Quantifying Aspect Bias in Ordinal Ratings using a Bayesian Approach
This addresses the issue of unreliable product quality estimation from biased user ratings, which is an incremental improvement in recommendation systems.
The paper tackles the problem of user biases obscuring true item quality in multi-aspect ratings by proposing a Bayesian model to infer user aspect biases and latent intrinsic quality, demonstrating predictive ability and explainable bias learning on two real-world datasets.
User opinions expressed in the form of ratings can influence an individual's view of an item. However, the true quality of an item is often obfuscated by user biases, and it is not obvious from the observed ratings the importance different users place on different aspects of an item. We propose a probabilistic modeling of the observed aspect ratings to infer (i) each user's aspect bias and (ii) latent intrinsic quality of an item.
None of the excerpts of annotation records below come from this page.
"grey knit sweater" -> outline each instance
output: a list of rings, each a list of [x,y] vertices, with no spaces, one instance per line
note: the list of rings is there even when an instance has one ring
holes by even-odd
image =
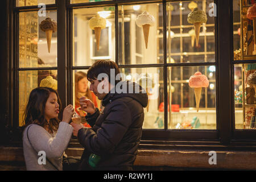
[[[62,156],[73,132],[72,126],[64,122],[61,122],[57,133],[52,136],[43,127],[38,125],[31,125],[25,129],[23,137],[23,154],[27,170],[56,170],[47,160],[46,160],[46,164],[40,162],[43,161],[42,160],[43,155],[39,151],[44,151],[46,158],[59,170],[62,170]],[[28,127],[27,134],[32,147],[27,137],[27,130]]]

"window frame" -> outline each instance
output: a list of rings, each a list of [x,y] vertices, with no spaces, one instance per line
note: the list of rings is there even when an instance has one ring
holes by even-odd
[[[71,4],[69,0],[56,0],[54,5],[46,5],[47,10],[57,10],[57,81],[60,98],[63,105],[73,103],[72,75],[73,70],[87,69],[89,66],[73,66],[72,19],[73,9],[81,7],[99,6],[115,7],[115,61],[120,68],[162,67],[163,68],[164,100],[164,129],[143,129],[142,144],[146,147],[148,143],[157,146],[161,141],[176,141],[177,143],[185,144],[199,143],[201,144],[237,145],[247,143],[250,145],[256,143],[254,130],[239,130],[235,129],[234,102],[234,66],[235,64],[251,63],[254,60],[234,61],[233,53],[233,0],[214,0],[217,5],[217,16],[215,17],[215,62],[167,63],[167,44],[166,34],[163,34],[163,64],[121,65],[118,64],[118,10],[119,5],[136,5],[149,3],[162,3],[163,15],[163,32],[167,31],[166,3],[169,2],[185,1],[155,1],[155,0],[114,0]],[[10,127],[18,127],[19,99],[18,90],[19,71],[52,69],[52,68],[19,68],[19,13],[39,10],[37,6],[15,7],[15,0],[10,0],[10,7],[8,14],[9,25],[12,32],[8,40],[11,40],[8,53],[10,73],[9,78],[11,83],[8,89],[11,94],[7,98],[6,113],[7,122]],[[63,53],[63,52],[64,53]],[[60,61],[60,60],[64,60]],[[229,60],[224,61],[221,60]],[[167,111],[167,69],[169,67],[205,66],[214,65],[216,67],[216,130],[168,129]],[[60,78],[61,78],[61,79]],[[63,79],[65,78],[65,79]],[[221,79],[220,78],[221,78]],[[63,89],[65,88],[65,89]],[[230,93],[232,94],[230,94]],[[62,115],[60,113],[60,116]],[[150,142],[151,141],[151,142]],[[153,142],[155,141],[155,142]],[[194,142],[193,142],[194,141]],[[150,143],[148,143],[150,142]],[[151,142],[151,143],[150,143]],[[168,145],[169,143],[165,143]],[[169,143],[169,144],[170,144]],[[170,144],[172,146],[172,144]],[[151,146],[152,147],[152,146]]]

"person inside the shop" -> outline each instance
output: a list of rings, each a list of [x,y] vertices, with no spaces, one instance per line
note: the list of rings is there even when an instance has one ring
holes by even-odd
[[[86,73],[79,71],[75,73],[75,108],[76,112],[80,115],[82,120],[85,120],[86,112],[81,109],[80,105],[79,104],[79,98],[84,96],[88,99],[91,100],[96,107],[98,107],[97,103],[96,96],[93,92],[89,90],[88,86],[88,80],[87,80]],[[85,127],[90,127],[90,125],[86,122],[84,123]]]
[[[112,73],[114,71],[114,78],[111,77],[113,77],[113,74],[110,75],[111,69]],[[147,105],[148,96],[145,90],[135,82],[115,80],[119,73],[117,64],[109,60],[96,61],[87,72],[87,78],[90,82],[89,89],[102,100],[105,107],[100,112],[92,101],[85,97],[80,98],[81,109],[88,113],[85,118],[92,126],[88,128],[71,123],[73,135],[77,136],[85,147],[80,170],[133,169],[142,135],[143,107]],[[101,73],[106,76],[98,80]],[[114,82],[111,79],[114,79]],[[117,85],[122,85],[122,88],[126,85],[126,92],[115,92]],[[138,88],[139,92],[127,92],[131,87]],[[102,89],[105,91],[102,92]]]
[[[62,158],[72,134],[69,124],[75,109],[65,107],[58,119],[61,102],[57,92],[48,87],[31,91],[24,113],[23,154],[27,170],[62,170]]]

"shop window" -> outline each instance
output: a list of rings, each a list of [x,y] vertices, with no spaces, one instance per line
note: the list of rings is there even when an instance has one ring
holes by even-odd
[[[71,0],[71,3],[82,3],[86,2],[100,2],[100,1],[111,1],[112,0]]]
[[[74,66],[90,66],[100,59],[114,60],[114,7],[73,10]],[[102,24],[94,25],[96,19]]]
[[[234,0],[233,5],[235,126],[236,129],[254,129],[256,27],[251,10],[256,5],[253,1]]]
[[[158,59],[159,51],[163,51],[159,49],[163,43],[159,42],[158,25],[163,24],[162,9],[162,3],[118,6],[119,64],[163,63]],[[150,22],[142,25],[146,16]]]
[[[55,4],[55,0],[16,0],[16,6],[38,6],[40,3]]]
[[[144,109],[144,129],[160,129],[164,126],[162,68],[121,68],[122,80],[135,82],[146,89],[148,104]],[[162,77],[162,78],[161,78]]]
[[[196,96],[195,88],[189,86],[191,76],[197,72],[205,75],[205,79],[209,82],[207,87],[201,88],[199,98]],[[169,67],[168,128],[216,130],[216,84],[214,65]],[[197,99],[199,101],[198,111]]]
[[[38,11],[19,13],[19,126],[33,89],[49,85],[57,89],[56,15],[56,11],[52,10],[48,11],[46,17],[39,17]],[[47,21],[50,22],[47,23],[51,24],[49,31],[48,26],[43,25]],[[47,79],[44,82],[49,81],[49,84],[41,84],[43,79]]]

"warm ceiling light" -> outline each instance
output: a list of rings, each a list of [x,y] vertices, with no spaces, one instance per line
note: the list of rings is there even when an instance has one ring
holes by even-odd
[[[133,6],[133,9],[135,11],[138,11],[138,10],[139,10],[141,9],[141,5],[134,5]]]
[[[111,11],[98,11],[98,14],[100,15],[100,16],[106,18],[110,15]]]

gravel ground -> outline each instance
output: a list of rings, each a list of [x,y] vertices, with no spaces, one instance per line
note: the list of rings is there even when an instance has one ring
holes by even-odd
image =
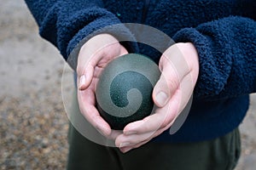
[[[61,88],[70,94],[72,77],[61,86],[64,61],[38,37],[23,1],[0,0],[0,169],[64,169],[68,120]],[[256,167],[256,95],[251,99],[236,170]]]

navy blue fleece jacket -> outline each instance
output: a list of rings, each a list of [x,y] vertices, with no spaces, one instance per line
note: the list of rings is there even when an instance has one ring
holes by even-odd
[[[170,135],[166,131],[154,140],[190,142],[213,139],[237,128],[245,116],[248,94],[256,92],[254,0],[26,2],[40,35],[57,47],[65,60],[88,35],[119,23],[148,25],[176,42],[194,43],[199,54],[200,74],[191,110],[177,133]],[[110,26],[106,31],[118,39],[120,35],[132,36],[122,26],[118,30]],[[131,44],[125,46],[130,52],[135,50]],[[160,54],[138,47],[139,53],[159,60]]]

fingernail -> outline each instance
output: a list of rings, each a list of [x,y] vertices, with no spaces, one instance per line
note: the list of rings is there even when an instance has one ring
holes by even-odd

We model multi-aspect ratings as ordered discrete data and encode the dependency between different aspects by using a latent Gaussian structure. We handle the Gaussian-Categorical non-conjugacy using a stick-breaking formulation coupled with Pólya-Gamma auxiliary variable augmentation for a simple, fully Bayesian inference. On two real world datasets, we demonstrate the predictive ability of our model and its effectiveness in learning explainable user biases to provide insights towards a more reliable product quality estimation.